Lower-priority TODO list
=======================

o igbrowser() improvements:
  - Display pairwise alignment between BCR query sequence and germline
    V/D/J/C sequences.
  - Take a look at visualization tool from IMGT/V-QUEST for inspiration.

o Maybe implement the following advice given by IgBLAST when using one
  of the num_alignments_V/D/J arguments:

  Warning messages:
  1: In .parse_and_issue_warnings(stderr_file) :
    Warning: To obtain better run time performance, please run blastdb_aliastool
    -seqid_file_in <INPUT_FILE_NAME> -seqid_file_out <OUT_FILE_NAME> and use
    <OUT_FILE_NAME> as the argument to -seqidlist


Things to do at BioC 3.22 release time
======================================

o Advertize igblastr:
  - Announce on various bioc-community Slack channels.
  - Announce on the FH-Data Slack (fhdata.slack.com) on channels
    #r-user-comm and #general.
  - Announce on LinkedIn.
  - Try to get an entry in the next R Journal advertizing igblastr.
  - Bioinformatics accepts short articles introducing new software.


Lowest-priority TODO list
=========================

o Older versions of IgBLAST (e.g. version 1.19.0) don't necessarily include
  the same data as the latest version (version 1.22.0). However, we
  always initialize igblastr_cache(LIVE_IGDATA) with the content of
  inst/extdata/igdata_store/ (a.k.a. "the igdata store") regardless of what
  version of IgBLAST is used by igblastr (note that the igdata store contains
  the data included in IgBLAST 1.22.0). This means that, if we use a version
  of IgBLAST that includes different data, then igblastr_cache(LIVE_IGDATA)
  in its original state already differs from the data included in the
  IgBLAST that we are using.
  There are some problems with this:
  1. The content of igblastr_cache(LIVE_IGDATA) is not guaranteed to be
     compatible with all versions of IgBLAST.
  2. If we're using a version of IgBLAST that includes data that differs
     from the igdata store, then from the very start (i.e. before
     any run of update_live_igdata()), igdata_info() shows differences
     between live and original auxiliary files.
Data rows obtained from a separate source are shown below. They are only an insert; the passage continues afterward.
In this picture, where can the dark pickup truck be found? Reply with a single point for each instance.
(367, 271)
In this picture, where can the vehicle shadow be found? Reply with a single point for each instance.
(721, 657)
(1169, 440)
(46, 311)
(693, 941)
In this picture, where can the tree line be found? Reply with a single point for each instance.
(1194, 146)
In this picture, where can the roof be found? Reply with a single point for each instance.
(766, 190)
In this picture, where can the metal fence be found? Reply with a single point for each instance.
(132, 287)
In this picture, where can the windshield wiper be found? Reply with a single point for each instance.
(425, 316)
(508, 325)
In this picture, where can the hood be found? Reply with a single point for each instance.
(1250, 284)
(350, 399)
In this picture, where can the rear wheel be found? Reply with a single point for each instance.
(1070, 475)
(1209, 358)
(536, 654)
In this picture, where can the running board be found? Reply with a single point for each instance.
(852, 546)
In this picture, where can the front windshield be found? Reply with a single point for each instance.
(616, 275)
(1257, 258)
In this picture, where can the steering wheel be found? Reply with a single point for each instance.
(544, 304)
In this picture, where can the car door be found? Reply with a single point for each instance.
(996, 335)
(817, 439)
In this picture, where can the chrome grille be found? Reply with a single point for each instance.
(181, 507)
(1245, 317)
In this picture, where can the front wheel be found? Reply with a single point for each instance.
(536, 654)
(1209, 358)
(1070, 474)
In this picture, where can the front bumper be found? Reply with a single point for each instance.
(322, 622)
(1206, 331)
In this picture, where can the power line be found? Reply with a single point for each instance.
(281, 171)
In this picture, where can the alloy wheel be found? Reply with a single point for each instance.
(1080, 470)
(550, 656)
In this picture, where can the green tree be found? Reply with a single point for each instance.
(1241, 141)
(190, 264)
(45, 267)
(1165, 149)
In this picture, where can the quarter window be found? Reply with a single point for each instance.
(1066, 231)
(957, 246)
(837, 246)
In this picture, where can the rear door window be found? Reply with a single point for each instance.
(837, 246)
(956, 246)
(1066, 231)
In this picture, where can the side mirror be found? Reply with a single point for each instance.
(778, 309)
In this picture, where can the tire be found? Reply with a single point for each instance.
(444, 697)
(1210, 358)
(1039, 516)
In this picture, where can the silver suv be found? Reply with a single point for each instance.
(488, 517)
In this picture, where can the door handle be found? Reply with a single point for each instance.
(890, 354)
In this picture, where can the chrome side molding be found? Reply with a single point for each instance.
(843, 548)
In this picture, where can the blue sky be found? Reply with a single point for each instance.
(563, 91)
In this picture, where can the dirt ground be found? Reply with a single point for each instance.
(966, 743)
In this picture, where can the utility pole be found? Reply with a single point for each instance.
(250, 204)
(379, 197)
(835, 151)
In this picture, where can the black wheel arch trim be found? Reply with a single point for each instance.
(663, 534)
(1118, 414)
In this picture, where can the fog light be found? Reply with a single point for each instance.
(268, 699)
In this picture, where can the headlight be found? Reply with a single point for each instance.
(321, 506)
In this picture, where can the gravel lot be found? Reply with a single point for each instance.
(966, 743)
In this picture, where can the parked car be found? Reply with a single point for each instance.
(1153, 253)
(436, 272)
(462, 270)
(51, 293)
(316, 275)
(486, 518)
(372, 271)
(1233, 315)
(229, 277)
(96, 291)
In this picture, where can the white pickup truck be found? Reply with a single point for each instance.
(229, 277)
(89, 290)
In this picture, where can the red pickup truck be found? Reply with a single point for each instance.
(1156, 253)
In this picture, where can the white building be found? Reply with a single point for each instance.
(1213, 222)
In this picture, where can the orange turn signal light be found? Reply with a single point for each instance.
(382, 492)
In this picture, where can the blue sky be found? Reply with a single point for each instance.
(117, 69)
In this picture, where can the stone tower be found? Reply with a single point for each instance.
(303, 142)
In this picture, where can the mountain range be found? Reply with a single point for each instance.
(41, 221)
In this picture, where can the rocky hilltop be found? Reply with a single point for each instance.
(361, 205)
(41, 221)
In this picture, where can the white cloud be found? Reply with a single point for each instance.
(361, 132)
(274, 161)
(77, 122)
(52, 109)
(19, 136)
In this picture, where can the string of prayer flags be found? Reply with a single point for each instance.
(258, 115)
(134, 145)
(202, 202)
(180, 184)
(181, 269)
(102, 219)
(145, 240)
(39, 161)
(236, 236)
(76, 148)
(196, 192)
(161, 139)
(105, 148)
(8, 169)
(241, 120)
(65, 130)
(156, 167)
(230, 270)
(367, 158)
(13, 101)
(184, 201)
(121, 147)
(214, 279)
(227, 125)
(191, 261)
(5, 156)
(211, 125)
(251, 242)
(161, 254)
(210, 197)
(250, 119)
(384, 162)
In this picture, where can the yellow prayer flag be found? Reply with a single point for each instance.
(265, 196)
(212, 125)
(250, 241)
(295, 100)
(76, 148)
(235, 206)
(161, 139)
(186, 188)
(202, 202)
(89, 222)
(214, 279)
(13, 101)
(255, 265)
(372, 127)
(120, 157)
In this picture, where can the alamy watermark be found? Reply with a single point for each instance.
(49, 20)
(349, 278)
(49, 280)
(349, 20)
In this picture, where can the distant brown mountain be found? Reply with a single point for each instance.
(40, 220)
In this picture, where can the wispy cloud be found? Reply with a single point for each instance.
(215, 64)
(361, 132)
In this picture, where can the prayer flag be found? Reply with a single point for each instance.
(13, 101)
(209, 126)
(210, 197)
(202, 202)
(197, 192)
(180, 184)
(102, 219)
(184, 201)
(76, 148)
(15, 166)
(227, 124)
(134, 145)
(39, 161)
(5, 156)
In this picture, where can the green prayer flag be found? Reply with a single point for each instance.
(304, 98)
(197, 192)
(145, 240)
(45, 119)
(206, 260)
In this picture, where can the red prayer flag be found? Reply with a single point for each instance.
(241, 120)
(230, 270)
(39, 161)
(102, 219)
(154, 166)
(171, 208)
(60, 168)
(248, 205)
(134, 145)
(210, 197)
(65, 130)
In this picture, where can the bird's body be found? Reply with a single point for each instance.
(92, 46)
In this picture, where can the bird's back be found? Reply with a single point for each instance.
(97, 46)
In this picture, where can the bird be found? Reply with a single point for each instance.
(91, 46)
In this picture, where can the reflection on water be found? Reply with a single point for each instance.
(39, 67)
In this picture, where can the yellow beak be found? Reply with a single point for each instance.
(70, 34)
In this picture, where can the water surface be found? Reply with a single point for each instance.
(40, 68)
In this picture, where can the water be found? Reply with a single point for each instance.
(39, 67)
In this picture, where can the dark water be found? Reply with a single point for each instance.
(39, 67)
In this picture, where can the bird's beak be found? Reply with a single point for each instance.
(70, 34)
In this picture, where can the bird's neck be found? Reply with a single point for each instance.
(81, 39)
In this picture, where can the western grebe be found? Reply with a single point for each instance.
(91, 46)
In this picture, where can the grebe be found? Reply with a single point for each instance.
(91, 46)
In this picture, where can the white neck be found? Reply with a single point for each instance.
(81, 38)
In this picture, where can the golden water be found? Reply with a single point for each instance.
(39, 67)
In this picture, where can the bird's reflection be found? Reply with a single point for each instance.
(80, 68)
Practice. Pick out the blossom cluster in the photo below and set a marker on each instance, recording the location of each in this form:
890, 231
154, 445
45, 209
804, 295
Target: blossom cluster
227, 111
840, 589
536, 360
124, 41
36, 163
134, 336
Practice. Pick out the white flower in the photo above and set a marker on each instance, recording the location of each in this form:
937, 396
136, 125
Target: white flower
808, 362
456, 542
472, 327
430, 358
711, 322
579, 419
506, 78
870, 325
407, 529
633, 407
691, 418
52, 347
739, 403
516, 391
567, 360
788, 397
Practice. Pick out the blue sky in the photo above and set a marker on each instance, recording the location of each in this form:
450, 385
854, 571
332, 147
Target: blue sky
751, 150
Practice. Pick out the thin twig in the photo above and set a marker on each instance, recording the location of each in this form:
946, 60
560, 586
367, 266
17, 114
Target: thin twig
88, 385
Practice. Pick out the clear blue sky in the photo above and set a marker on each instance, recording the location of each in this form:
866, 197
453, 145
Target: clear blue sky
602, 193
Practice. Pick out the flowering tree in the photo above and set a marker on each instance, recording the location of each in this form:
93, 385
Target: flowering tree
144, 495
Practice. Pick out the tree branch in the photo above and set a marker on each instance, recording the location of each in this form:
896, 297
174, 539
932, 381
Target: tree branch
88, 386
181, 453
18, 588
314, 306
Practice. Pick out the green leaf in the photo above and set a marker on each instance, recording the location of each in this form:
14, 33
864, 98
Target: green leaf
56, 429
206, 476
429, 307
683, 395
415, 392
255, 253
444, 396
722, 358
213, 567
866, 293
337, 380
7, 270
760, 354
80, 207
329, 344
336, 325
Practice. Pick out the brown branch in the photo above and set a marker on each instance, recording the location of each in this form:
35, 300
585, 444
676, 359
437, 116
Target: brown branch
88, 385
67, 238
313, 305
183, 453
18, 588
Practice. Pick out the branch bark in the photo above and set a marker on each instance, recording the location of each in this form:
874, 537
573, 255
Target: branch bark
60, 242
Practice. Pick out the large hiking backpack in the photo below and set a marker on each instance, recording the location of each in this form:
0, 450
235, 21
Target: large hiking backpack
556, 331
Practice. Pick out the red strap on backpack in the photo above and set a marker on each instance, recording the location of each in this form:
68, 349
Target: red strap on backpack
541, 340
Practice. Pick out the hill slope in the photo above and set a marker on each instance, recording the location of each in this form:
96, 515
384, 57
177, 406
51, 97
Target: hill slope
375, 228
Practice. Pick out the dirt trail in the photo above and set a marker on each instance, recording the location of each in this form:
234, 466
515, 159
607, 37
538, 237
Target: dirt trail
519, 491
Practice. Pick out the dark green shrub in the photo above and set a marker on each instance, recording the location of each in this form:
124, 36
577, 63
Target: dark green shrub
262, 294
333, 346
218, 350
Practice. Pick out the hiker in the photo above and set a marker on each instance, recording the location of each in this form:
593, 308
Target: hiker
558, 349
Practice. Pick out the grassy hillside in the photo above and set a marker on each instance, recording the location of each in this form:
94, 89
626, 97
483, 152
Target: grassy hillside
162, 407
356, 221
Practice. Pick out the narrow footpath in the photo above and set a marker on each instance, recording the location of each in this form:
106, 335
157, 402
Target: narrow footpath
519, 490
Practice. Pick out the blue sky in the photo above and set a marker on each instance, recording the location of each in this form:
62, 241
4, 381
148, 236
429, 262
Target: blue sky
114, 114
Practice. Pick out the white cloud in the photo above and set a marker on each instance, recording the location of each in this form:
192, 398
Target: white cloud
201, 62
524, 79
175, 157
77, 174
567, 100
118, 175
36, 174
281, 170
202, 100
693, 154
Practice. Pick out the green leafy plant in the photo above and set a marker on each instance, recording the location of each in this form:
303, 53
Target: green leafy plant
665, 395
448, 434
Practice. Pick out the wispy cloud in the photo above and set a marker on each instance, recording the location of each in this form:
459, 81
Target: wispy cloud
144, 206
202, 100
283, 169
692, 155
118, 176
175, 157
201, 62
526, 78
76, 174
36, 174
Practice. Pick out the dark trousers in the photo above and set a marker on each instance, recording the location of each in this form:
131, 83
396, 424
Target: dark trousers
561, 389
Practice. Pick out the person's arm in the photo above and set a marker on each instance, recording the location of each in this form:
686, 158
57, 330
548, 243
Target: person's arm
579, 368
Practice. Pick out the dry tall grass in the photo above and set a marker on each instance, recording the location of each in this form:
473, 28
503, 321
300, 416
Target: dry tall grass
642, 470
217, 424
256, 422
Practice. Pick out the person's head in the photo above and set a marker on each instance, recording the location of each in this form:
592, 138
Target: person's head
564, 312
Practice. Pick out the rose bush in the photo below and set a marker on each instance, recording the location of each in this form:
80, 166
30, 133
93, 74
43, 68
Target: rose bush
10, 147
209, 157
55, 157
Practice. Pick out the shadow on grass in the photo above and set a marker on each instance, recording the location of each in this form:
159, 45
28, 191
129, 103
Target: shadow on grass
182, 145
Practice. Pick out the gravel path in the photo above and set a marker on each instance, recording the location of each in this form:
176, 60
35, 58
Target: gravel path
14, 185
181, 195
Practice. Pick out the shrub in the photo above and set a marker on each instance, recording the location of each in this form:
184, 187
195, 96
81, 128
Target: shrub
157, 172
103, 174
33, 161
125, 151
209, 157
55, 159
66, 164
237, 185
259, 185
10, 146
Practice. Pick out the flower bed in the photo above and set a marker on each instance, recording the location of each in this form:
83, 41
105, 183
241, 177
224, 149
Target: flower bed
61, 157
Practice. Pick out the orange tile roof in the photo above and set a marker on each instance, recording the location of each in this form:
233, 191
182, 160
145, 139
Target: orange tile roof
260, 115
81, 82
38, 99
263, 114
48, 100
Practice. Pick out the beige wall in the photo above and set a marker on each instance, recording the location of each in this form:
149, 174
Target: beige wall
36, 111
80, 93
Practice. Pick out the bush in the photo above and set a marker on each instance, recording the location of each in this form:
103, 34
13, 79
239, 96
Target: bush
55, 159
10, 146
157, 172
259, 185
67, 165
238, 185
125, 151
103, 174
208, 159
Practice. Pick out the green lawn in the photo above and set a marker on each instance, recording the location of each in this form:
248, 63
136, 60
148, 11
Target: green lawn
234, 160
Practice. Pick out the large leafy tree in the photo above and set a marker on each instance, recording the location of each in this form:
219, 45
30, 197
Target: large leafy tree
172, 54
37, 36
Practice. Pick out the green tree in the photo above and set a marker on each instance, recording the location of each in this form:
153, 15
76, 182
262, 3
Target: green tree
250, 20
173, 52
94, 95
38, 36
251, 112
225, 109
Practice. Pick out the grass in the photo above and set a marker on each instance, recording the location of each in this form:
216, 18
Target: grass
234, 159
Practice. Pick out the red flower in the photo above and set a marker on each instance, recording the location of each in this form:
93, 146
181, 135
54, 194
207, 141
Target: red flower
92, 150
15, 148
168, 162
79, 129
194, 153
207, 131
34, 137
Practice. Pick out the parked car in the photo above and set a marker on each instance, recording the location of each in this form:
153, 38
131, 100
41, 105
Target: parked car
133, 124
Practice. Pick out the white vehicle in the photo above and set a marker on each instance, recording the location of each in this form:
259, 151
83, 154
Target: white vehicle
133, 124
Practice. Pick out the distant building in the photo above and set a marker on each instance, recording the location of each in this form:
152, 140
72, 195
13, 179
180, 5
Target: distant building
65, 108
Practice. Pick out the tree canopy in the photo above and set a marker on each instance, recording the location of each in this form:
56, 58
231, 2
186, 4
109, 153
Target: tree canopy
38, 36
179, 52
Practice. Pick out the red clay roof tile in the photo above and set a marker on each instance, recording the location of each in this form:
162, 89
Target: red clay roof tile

Running reset_live_igdata()
     of course doesn't help because it's a no-op when
     igblastr_cache(LIVE_IGDATA) is in its original state.
  3. Running update_live_igdata() doesn't help either because the updates
     available at NCBI are for the latest version of IgBLAST.
  Proposed solution:
  (a) Implement an internal helper (e.g. compatible_with_igdata_store())
      that can quickly compare the data included in an installation of
      IgBLAST with the igdata store. Should return TRUE or FALSE to indicate
      whether the data is identical or not.
  (b) When using a non-compatible IgBLAST (could be an internal or external
      installation), reset igblastr_cache(LIVE_IGDATA) with the data included
      in that IgBLAST.
      More generally, calling set_igblast_root() should:
      - reset igblastr_cache(LIVE_IGDATA) with the data included in the
        selected IgBLAST;
      - raise an error if the internal_data/ or optional_file/ subdir is
        missing in the selected IgBLAST;
      - print a message that suggests running update_live_igdata() only
        when selecting a compatible IgBLAST (message should be similar to
        what .print_tip_if_live_igdata_needs_check() does when is.infinite(dt),
        see R/zzz.R).
      Open question: When do we do the above if the IgBLAST to use is an
      external IgBLAST installation selected via IGBLAST_ROOT?
  (c) Disable update_live_igdata() if we're using a non-compatible IgBLAST.
      In this case, the function should raise an error with an error message
      that explains the situation.
  (d) The .onLoad() hook should only print the "igblastr tip" if igblastr
      already has access to an IgBLAST installation (i.e. if get_igblast_root()
      works) and if that installation compatible with the igdata store. Note
      that since update_live_igdata() is disabled when the selected IgBLAST
      non-compatible, time_since_live_igdata_last_checked() will always
      return Inf in that case, but we shouldn't even need to call
      time_since_live_igdata_last_checked() in that case.
  (e) Change what igdata_info() displays when the selected IgBLAST is
      non-compatible. For example 'last_checked:' and 'last_updated:' could
      display something like 'checking is disabled' and 'updating is disabled'.
      Or don't display these fields.
  (f) About install_igblast(): ncbi-igblast-1.22.0+.dmg is missing the
      internal_data/ and optional_file/ folders but install_igblast() is
      able to fix this.
      Make sure that the fix is applied when installing version 1.22.0 only.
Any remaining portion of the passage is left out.